Imaging the movement of a particle in x,y coordinate system, with the direction of movement expressed as the angle from North. I am looking for the relation ship between the velocity in x-direction, the velocity in y-direction and the direction of movement. To give you an example: If xvelocity = yvelocity and both are positive and larger than zero then the resulting direction of movement is 45 degrees from North, this follows from vector addition. However, I need this relationship to be such that I can first specify the direction of movement, and then determine values for the x and yvelocity that satisfy the condition of this direction. As in the above example I would prescribe the movement direction as 45 degrees from North, and then find that x and velocity need to be both positive and larger than zero. Now the direction of movement can vary from 0 to 360 degrees. I first thought the relationship should be specified by using the ratio between x and y velocity, which would be 1 for the above example.

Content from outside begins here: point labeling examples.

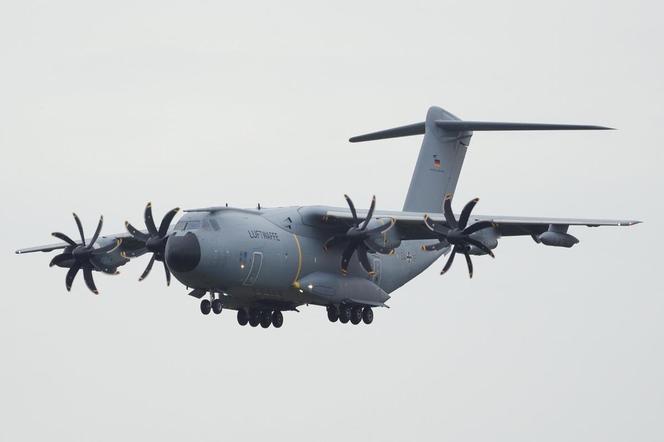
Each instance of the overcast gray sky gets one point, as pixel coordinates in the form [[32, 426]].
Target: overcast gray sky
[[105, 106]]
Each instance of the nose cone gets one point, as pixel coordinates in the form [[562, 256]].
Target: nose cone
[[183, 253]]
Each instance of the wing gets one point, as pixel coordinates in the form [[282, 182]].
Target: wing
[[410, 225], [128, 244]]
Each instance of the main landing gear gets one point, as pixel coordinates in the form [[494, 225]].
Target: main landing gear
[[350, 313], [264, 318], [213, 304]]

But the ratio would cause difficulties when the denominator is zero. Is there another way of doing this ?

I would be grateful for any ideas.


Regards,

Juliane

ANSWER: Hi Juliane~
     I have a few ideas for you. First the tanx = sinx/cosx and the only times cosx is 0 is when x = +_pi/2 which is equivalent to saying when you have a vertical angle, pointing directly north or south. So as long as the tanx is defined you can find that angle. When a vector is pointing straight up or straight down we don't need to know y because y takes on an infinite number of values and that is why when we write the equation of a vertical line it is always in terms of x only. The tanx is positive when both sinx and cosx have the same sign and it is negative when one (and only one) of sinx or cosx is negative. In your statement I quote "both are positive and larger than zero" when both are positive thus neither is 0 and certainly larger than 0, so all that really needs to be said is that they are both positive. Suppose for example that the angle is 120 degrees and you want to know about x and about y and their directions. 120 degrees is in the 2nd quadrant which means x is negative (cos x is negative) and y is positive (sin x is postive).So you see if you have the angle you can determine each of w and y direction and if you have each of x and y direction you can determine the angle.I hope this helps clear up a e few ideas for you.

Math Prof

---------- FOLLOW-UP ----------

QUESTION: Dear Mathprof,

sorry for the delay but it took me some time to get my head round this. I have now programmed my movement like this : I first determine the direction in steps of 45 degrees from North, I then sample the resultant movement velocity, say from the uniform distribution between 0 and 1 (thisvelocity needs to be bilogically meaningful and it is determined by the speed at which animals move), and I then calulate the x and y velocity using cos and sin, making them negative as required depending on the quadrant as you explained (given by the angle). This seems to give useful results. However, one thing still bothers me:Because I am using steps of 45 degrees,  the maginitude of and x and y velocity are either equal or one of them is zero. In reality, the angle of movment could take any value between zero and 360 degrees, not just steps of 45 degrees, and I am not quite sure how to deal with x and y velocity then. But if I give it another go maybe I can figure it out. I am also looking for a better way of programming this. Would it be possible to define x and y velocity as two equations only, given the angle and the overall velocity of movement ? Many thanks for your interest and patience.

Juliane

Answer
Hi Juliane~
    I am not sure what your math background is but it seems you have some trig background. You can write any angle between 0 and 360 using vectors for x and y. For example let the angle be unknown, call it theta. And then let the vector have magnitude r (the length of the vector, sqrt(x^2+y^2)). The vector can sweep through any angle. So let's pretend r is 1 and we have theta so y = r sin(theta) and x = r cos(theta). Recall that sin of an angle is equal to the cos of (90-angle)and vice versa. So you could say y = r sin(theta) and x = r sin(90-theta). You choose an angle and you can determine x or y and the magnitude r is also solvable. If you know x and y then you can find the angle. Does this help you at all?